Any attempt to homogenise the temples of folk deities would only lead to the end of the plurality of Hindu society, Sivasubramanian said. The Sangh Parivar had already brought under its control several temples. In these temples they have fixed the worship timings, appointed Brahmin poojaris, made the rules rigid and installed idols of mainstream gods such as Siva (in the form of Linga), Vinayagar and Murugan. A few years ago, when a Brahmin poojari objected to animal sacrifice in one such temple for a village deity in Coimbatore on the grounds that it could not be done in a temple that had a Linga, the people removed the Linga and went ahead with the sacrifice. At the temple of a folk deity in Tuticorin, when the newly appointed Brahmin poojari objected to animal sacrifice because the temple now also had an idol of Murugan, devotees performed the sacrifice after hiding the idol behind a curtain. Such developments would only create further divisions in village communities in the southern districts, which are known for caste-related violence.

A study by the Tirunelveli-based Human Rights Organisation on the practices in 564 temples in Tirunelveli and Tuticorin districts revealed that the "kodai" festivals had some positive elements. Although Dalits were normally denied entry into 240 of these temples, they were allowed to participate in the festivals. Dalits shared the meat of the sacrificed animals with the people of the Thevar community, with which they are at loggerheads most of the time. Any attempt to disturb the balance may aggravate the caste-related problems in these sensitive areas, the study felt.

The Tamil Nadu Progressive Writers Association has said that the State government's action against animal sacrifice would affect the right to worship of Dalits and other backward sections of the people and would only unwittingly help the Sangh Parivar bring thousands of village temples under its control.

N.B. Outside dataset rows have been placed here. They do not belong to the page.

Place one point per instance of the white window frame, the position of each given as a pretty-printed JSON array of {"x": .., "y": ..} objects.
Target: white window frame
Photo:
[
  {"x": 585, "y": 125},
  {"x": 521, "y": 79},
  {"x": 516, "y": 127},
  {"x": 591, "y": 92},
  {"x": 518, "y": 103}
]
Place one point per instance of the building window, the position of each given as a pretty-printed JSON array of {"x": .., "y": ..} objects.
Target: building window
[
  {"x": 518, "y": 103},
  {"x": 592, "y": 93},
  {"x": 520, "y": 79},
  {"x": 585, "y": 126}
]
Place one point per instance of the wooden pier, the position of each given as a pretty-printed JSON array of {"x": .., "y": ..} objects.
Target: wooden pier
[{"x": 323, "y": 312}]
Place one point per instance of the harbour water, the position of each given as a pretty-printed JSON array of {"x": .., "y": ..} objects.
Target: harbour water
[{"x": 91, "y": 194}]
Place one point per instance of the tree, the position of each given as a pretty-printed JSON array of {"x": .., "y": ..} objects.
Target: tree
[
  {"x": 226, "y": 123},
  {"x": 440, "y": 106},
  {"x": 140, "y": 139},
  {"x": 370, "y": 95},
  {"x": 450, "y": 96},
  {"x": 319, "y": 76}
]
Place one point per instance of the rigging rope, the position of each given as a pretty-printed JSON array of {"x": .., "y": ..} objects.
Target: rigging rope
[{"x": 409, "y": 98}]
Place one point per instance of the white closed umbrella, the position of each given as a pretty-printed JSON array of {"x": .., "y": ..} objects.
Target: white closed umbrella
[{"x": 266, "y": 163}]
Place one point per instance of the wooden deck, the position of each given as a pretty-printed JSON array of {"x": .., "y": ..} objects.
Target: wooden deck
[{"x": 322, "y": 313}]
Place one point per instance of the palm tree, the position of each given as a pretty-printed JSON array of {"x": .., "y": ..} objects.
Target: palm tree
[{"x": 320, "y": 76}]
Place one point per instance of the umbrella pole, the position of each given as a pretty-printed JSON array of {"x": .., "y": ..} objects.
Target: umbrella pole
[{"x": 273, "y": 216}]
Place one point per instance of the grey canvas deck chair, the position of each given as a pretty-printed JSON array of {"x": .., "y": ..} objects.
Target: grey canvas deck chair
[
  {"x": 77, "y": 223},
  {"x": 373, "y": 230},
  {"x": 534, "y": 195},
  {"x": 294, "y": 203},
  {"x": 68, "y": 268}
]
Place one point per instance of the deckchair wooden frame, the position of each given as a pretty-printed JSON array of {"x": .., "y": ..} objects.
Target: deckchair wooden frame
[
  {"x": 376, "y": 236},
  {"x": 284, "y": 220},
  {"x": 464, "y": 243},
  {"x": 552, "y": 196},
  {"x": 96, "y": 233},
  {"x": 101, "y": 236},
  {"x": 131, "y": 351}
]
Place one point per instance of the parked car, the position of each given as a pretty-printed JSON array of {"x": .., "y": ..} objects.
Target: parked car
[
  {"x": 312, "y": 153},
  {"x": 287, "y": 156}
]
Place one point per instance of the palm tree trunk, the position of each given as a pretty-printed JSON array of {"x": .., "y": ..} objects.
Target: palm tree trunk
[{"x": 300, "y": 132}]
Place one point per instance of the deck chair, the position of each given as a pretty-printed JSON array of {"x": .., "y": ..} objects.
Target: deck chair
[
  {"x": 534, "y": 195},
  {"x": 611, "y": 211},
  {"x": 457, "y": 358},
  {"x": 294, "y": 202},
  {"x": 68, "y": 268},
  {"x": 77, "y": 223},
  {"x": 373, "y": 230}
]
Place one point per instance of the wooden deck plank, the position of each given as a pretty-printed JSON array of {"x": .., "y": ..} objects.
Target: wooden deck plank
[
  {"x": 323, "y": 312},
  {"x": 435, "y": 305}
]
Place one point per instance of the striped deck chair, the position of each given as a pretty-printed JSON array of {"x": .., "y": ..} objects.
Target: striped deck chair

After sensing the all-round protest against the move, the Federation of Village Temple Priests, believed to be a Parivar organisation, has urged the State government not to enforce the ban on animal sacrifice in temples, since the move is "impractical". "Animal sacrifice can be banned only if the majority of people stopped eating non-vegetarian food," said federation president S. Vedantam. CPI(M) State secretary N. Varadarajan said in a statement that there could be no two opinions about the irrational nature of the belief in animal sacrifice. "All the same, it is an age-old belief with cultural overtones, involving the right to worship of Dalits and people from other backward communities and also the religious sentiments of these people," he said. "Attempts at educating these people and improving their social and economic status should necessarily precede efforts to put an end to such superstitious beliefs," observed Varadarajan.